Part of my journey in 2014 is trying out new and old games, their mechanical route and figuring out what I like and don’t. I’ve picked up more TableTop pencil and paper RPG books than I care to comment on. Among them stories and histories that I can’t always remember. I’ve started my run through Mutants & Masterminds, a journey that started some years ago as D&D 3.5 was offering it’s infrastructure to anyone who wanted it. This lead to various games with basic rules that were all the same and only the details changed. Crossbow here is a Lazer Kanon there. It was what we might call a second Dark Age after TSR got devoured by Wizards of the Coast (who was then eaten by Hasbro). History aside, it wasn’t bad but it wasn’t good. Currently at it’s 3rd Edition it’s replaced some of that infrastructure for a simpler approach to Superhero gaming.

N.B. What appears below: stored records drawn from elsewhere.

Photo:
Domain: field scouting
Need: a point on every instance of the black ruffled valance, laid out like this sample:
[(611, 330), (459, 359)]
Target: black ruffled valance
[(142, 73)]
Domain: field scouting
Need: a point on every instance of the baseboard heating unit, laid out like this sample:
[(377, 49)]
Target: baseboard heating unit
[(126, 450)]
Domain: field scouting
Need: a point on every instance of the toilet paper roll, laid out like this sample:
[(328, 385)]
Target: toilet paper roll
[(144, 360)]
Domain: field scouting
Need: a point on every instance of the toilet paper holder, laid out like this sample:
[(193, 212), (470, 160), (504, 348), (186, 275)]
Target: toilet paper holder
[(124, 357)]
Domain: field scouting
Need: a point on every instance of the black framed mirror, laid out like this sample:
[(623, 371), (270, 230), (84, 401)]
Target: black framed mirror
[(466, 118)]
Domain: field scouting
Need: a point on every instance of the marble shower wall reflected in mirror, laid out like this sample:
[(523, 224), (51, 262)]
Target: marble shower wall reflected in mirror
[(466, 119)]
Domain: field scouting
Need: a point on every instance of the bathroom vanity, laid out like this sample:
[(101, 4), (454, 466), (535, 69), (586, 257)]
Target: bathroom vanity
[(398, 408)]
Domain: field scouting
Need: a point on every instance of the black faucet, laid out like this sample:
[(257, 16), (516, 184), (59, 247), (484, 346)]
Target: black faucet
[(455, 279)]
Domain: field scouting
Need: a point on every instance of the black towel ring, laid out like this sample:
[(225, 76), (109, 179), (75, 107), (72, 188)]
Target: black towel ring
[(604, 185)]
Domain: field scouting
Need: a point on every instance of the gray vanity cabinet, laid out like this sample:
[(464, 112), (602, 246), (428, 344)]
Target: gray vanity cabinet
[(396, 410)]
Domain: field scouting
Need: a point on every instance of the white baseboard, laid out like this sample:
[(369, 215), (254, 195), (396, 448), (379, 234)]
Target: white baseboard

All you need is a single d20 and time. For RPG veterans, it falls solidly between Storyteller system and Pathfinder for complexity with combat being the only troubling point.
Character construction is very open and allows for a variety of powers in styles I’ve played in other games. Notably I rebuilt a City of Heroes character with the assistance of a sidebook they made “Power Profiles” which was easily the second best purchase I’ve ever made following a main book. There they make themed suggestions on powers and build them using the rules in the main book. No, there’s nothing new, no new powers or options. Everything you ‘need’ is in the main book from civil weapons and vehicles to animals and thugs. I took the time to build myself a resource document to see where Normal People sit compared to Supers.
It’s well done and and easily amusing. You enjoy superhero table games, give me a chat we could meet online and play a dash or if you’re in the PDX we could have coffee over smashing a car and stealing minds.